Have you ever noticed how many times we cling to the known rather than risk the adventure of the unknown… even when the known is not so good and the unknown full of alluring possibilities? Security is a major issue for most of us at some level.

I saw this in action recently as I watched an attempt to ‘go back’ to a place now long gone, by someone too afraid to move forward. I watched in sadness, knowing that the place that existed in memory was not the reality of that past, but an attempted escape from the present and the fears of an unknown future.

I recall a conversation with my boss very many years ago, when I was about to leave the security of her home and a decent salary for an itinerant musician. We sat in the garden just outside Paris, under the stars, talking for a long, long time over a bottle of Burgundy. It was a fabulous position with wonderful people, and in a place I loved. Possibly the first time in my adult life that I had been genuinely and consciously happy. Everything I could have wished for … and I was on the verge of giving it up and jumping into unknown territory.

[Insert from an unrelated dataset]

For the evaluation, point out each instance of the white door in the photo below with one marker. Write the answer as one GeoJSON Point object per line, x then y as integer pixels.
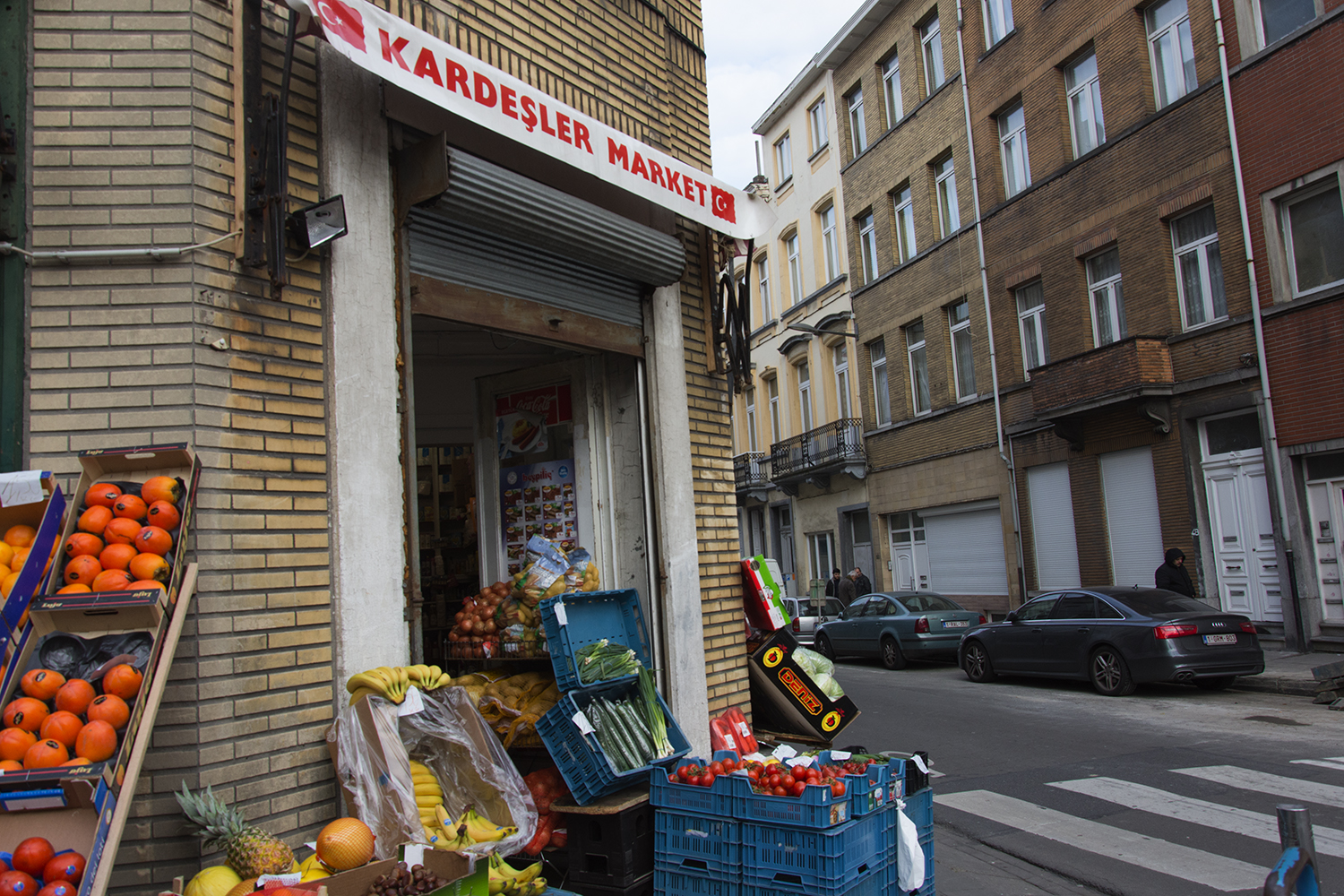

There was no home to go to, and no real prospect of one at that time. Just a hotel room. He owned nothing but a guitar and a suitcase… I just had the suitcase, nothing more. There was no regular income, only the uncertain rewards of the music. There was, in fact, neither security nor stability in any material sense. Yet my boss put into words something I suppose I had always known but never understood. Material security didn’t matter much to me… emotional security did.

She was right, of course, though I had never seen it that way. I have thought about that a lot over the years.

I had been raised in a family where there was always ‘enough’, though there was seldom more. There had been periods in my teens of truly abject poverty and near starvation, even in this civilised society… but they had been survived and had become just part of the journey. I knew from that experience how little one truly needs. Most of what we count as necessity is, in fact, luxury.

I had been a child then, secure in my mother’s love, and with that security could survive anything.

Years move on, perceptions change and so do we, learning from the experiences life offers, or clinging to them and stagnating. There is always that choice. I clung to emotional security for years, living in a fog of nebulous hope, even when I knew it was an illusion. Looking back at the blindness I suppose I was still seeking that security of the child who knows itself loved. In pursuit of that I forgot who I was and moulded myself to the desires of others. It is a sad way to be.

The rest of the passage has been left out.